Insurance companies use of diagnostic and medical treatment codes are regulated by the Health Insurance Portability and Accountability Act, or HIPAA. These treatment codes or "code sets" is referred to any set of codes that is used to encode medical data such as procedures and diagnoses. Various types of code sets have been adopted by the Department of Health and Human Services and are required to be used for electronic transactions.

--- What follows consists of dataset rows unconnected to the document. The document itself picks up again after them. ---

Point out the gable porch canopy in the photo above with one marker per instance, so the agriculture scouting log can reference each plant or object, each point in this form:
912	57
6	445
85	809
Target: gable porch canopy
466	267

Electronic Data Interchange
An Electronic Data Interchange, or EDI, is the electronic transfer of information between organizations or trading partners that exchange information or data. HIPAA law includes provisions that has led to the development of a uniform framework or standards for the exchange of electronic transactions such as the use of medical treatment codes. The use of EDI makes processing data faster and eliminates the need to store many types of paper documents.
CPT Codes
CPT stands for Current Procedure Terminology, which are codes that describe a particular type of medical procedure. The American Medical Association updates and maintains these codes to provide uniform information and languagefor heath care providers. There are currently over 7,800 CPT codes being used that consist of five numeric digits. Providers who need these codes can purchase them by contacting the American Medical Association.
HCPCS
HCPCS is the Health Care Common Procedure Coding System which has been established by the Centers for Medicare and Medicaid Services. This code set is used to identify supplies and medical services not provided by a physician that are not covered by the CPT Codes maintained by the American Medical Association.
ICD Codes
These are diagnosis codes that are known as the International Classification of Diseases. The diagnosis system for these codes is referred to ICD-9-CM and ICD-10-CM. ICD codes are used for coding various conditions, injuries, diseases and symptoms. These codes are maintained by the National Center for Health Statistics, Centers for Disease control which is located within the Department of Health and Human Services. The newest codes can be found in the International Classification of Diseases,10th Revision, Clinical Modification reference book.
Provider Requirements
HIPAA law requires health plans and insurance companies to accept a standard medical claim that has been set electronically. They cannot require health care providers to make changes or additions to the medical treatment codes on the claim. The development of code sets under the HIPAA law supersedes any state laws, provider requirements or agreements.